The City of Fitzgerald, Georgia, founded as a Union veteran’s colony in 1896, has boasted unity and equity unique to its times for 125 years. Whether it be creatively redeveloping neighborhoods, enhancing educational and career opportunities, or embracing change rather than risking division, Fitzgerald has a history of finding civil ends to uncivil wars.
By 1996, Fitzgerald numbered just under 10,000 residents and most neighborhoods were in serious decline with limited housing options since developers didn’t consider low-to-moderate income buyers a viable market. While home to 30+ industries, workers were forced to to seek homes in adjoining counties, oftentimes traveling 20 or more miles for their jobs.
After a series of abatements, renovations, and studies of traditional Community Development Block Grant (CDBG) housing initiatives, Fitzgerald realized it needed to control the lots in need of redevelopment and attract private sector investment.
A target property list was established and made public, with a six-month corresponding amnesty period to clean up voluntarily before the redevelopment plan would require re-establishment of minimum standard housing. A new Community Housing and Infrastructure Program (CHIP) application shifted traditional rehab monies to down-payment assistance, incentivizing homebuying over remodeling.
While there was still limited interest from developers for stick-built construction, a local manufactured housing company began building double-wide homes on permanent foundations with traditional roofs, porches, and street fronting doors.

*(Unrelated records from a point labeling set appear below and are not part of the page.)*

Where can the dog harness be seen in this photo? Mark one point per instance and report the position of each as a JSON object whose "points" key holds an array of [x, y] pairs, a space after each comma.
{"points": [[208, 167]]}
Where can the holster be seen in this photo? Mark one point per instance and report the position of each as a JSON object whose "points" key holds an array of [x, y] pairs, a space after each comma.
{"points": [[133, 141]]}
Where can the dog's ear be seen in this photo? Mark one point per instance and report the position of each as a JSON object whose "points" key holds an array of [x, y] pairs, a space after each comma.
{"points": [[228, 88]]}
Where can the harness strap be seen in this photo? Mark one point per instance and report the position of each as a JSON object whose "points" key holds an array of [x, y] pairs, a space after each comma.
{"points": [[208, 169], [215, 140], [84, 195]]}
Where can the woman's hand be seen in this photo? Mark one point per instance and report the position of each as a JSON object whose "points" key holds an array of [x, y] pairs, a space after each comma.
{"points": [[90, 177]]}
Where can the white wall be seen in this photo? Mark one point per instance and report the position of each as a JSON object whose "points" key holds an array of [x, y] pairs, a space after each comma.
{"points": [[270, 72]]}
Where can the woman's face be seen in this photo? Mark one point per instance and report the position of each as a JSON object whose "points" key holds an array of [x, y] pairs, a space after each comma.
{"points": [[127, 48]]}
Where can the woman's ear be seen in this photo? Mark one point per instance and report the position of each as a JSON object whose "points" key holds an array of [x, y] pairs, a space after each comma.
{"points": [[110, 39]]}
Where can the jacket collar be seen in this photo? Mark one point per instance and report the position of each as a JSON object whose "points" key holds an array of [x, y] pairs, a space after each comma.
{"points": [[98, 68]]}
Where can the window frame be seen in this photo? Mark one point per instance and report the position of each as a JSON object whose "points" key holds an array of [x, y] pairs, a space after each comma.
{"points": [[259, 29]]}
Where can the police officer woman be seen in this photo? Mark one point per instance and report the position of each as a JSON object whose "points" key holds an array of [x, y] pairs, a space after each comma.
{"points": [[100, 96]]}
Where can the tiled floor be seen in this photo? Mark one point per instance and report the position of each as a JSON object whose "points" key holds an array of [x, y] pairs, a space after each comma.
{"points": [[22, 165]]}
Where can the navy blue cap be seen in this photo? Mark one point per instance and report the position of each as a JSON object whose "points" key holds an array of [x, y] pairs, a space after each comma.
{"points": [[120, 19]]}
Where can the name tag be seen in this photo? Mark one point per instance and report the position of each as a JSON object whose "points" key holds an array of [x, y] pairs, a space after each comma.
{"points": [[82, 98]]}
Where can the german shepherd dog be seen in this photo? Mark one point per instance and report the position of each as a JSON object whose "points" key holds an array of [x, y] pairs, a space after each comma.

Soon developers saw an opportunity to package redevelopment lots with manufactured housing and have a salable product in concert with CHIP assistance. Meanwhile, the city partnered with Habitat for Humanity to build a house that was used to convince builders that more money stood to be made in stick-built housing.
Though still unsure about redevelopment lots, several builders were beginning to spot the untapped workforce housing market and new subdivisions were requesting annexation to take advantage of the down-payment assistance program.
Regency Investments decided to pursue a Low-Income Housing Tax Credit project in Fitzgerald. With the city’s full cooperation, it was funded. Simultaneously, the city received the first competitive in-fill housing CDBG award in the state.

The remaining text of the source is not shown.